@maxdancona,
maxdancona wrote:
Intellectual honesty means that you can acknowledge when your own side distorts or ignores facts.
I suppose, but there are paradigmatic aspects of conflicting ideologies that cannot be resolved by facts. Liberty, i.e. voluntarily taking personal responsibility for good self-governance, may in fact fail in many instances where people simply put other interests ahead of doing what's right. That fact, however, leads liberals to submit to what they see as a necessity to regulate human behavior using external structural authority. They may have facts on their side, for the most part, but the real issue is whether to give up on liberty as a governing principle or whether to approach the task of external governance with the achievement of good self-governance by means of individual liberty as an objective.
Let's take the example of recreational drug use. Ideally, liberty would allow people to 'just say no to drugs' out of the simple awareness that dependency is too high a price to pay to indulge in pleasure. However, when people give up their liberty by submitting to addictive drug (ab)use, it becomes necessary to regulate it. Whether the goal of regulation is to manage people who aren't capable of choosing to 'just say no' on their own; or whether the goal is to induce the willpower to independently 'just say no' are two different objectives.

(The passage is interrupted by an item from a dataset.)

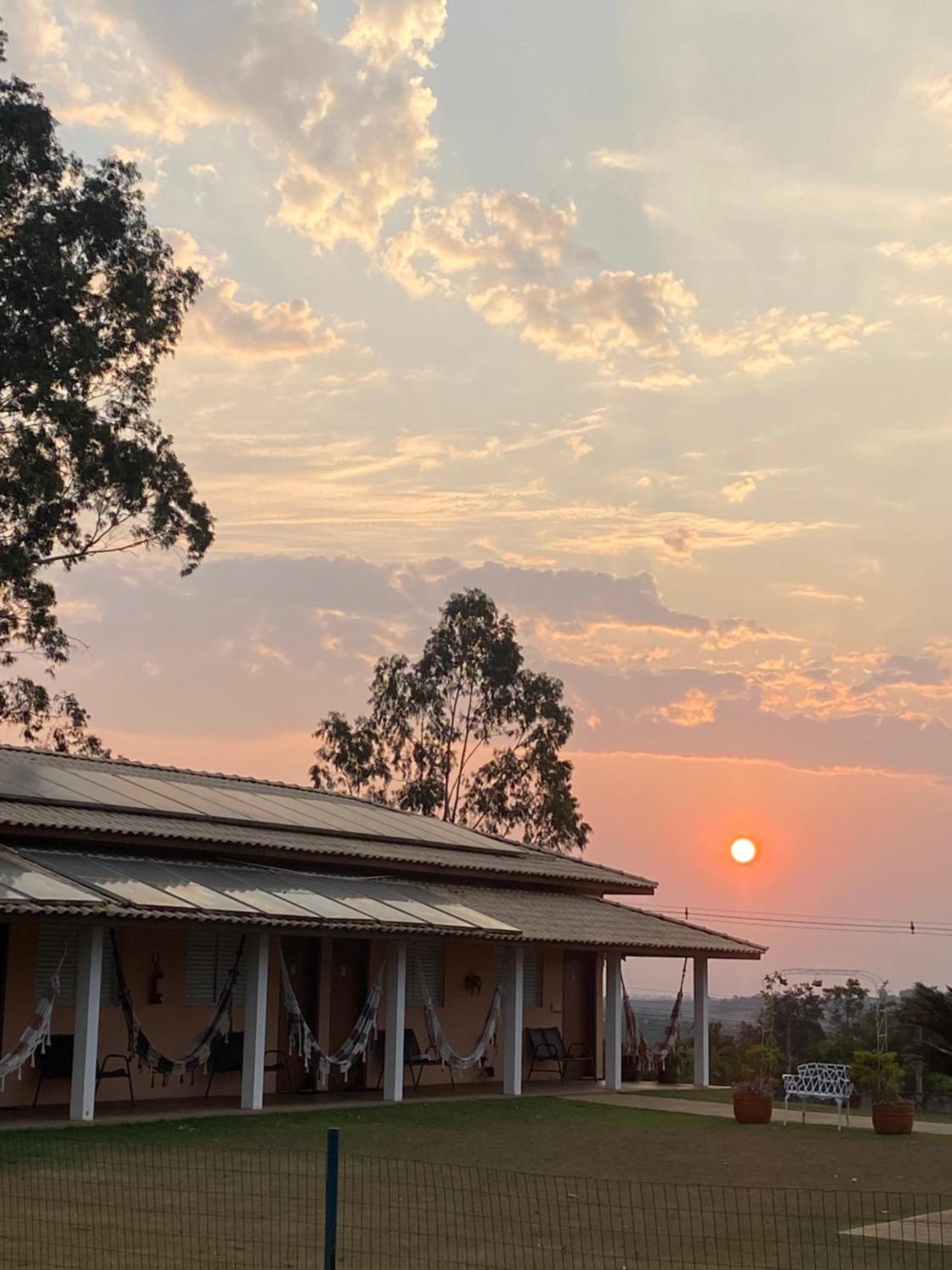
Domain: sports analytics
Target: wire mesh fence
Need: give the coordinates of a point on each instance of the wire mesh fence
(74, 1208)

Drug-regulation liberals will insist that the war on drugs doesn't work and cite facts because they want to move toward the managed-addiction approach. Those who support the war on drugs, on the other hand, aren't satisfied with managing addiction, even if there are factual bases that it works. Rather, they want to deter people from (ab)using by dispensing heavier penalties that are strong enough to motivate people to fully avoid using.
Shifting the discussion to 'facts,' ends up favoring managed-addiction, because those are the people who can be studied and data collected. Everyone who exercises the liberty to just say no may be motivated to avoid using by the fear of criminal justice, social stigma, or just be afraid of addiction and being out of control of their desires; but those deterrents can't be measured as easily because they are subjective and in many cases probably subconscious.
So really the theoretical understanding of the different approaches to recreational drug regulation is more useful than focusing on 'facts,' though liberals will aggressively accuse conservatives of ignoring/denying facts and relying on 'unproven theories' because that gives the impression that their views and approaches are more valid. Common sense can tell you that being completely drug-free is better than being a managed-addict, yet liberals will use facts to spin the discourse toward denying that 'just say no' is even an option for addiction-prone people, and so they will manipulatively effectuate the belief that criminal justice, incarceration, etc. can't or shouldn't be used to induce the willful choice to avoid recreational drug use completely.
Now, if people were really honest about facts, they would admit the fact that they are simply desirous of using these pleasurable substances and they are terrified by the prospect of being arrested, fined, locked up, etc. for doing so. That desperate desire to have the freedom to use without fear of punishment is what drives their angry crusade to stop criminalization of recreational drugs, yet they will insist that they are just dispassionately basing their position on facts, because that makes their argument appear to be more reasonable than if it is just desire-driven rationalizations.
Hopefully you can see from this example how talking in terms of 'facts' actually hides the fact that 'facts' can be cited as part of an overall ideological/propaganda strategy that is not truly honest. Really it is no different from when racism used to cause people to cite 'facts' about crime, unemployment, IQ, etc. in defense of racist prejudices and discriminatory practices. To be truly honest, you have to go beyond citing facts to unpack the theoretical frameworks behind how the facts are woven together into narratives. Only then do you go beyond propagandizing to engage in real critical analysis for the sake of understanding different POVs more lucidly.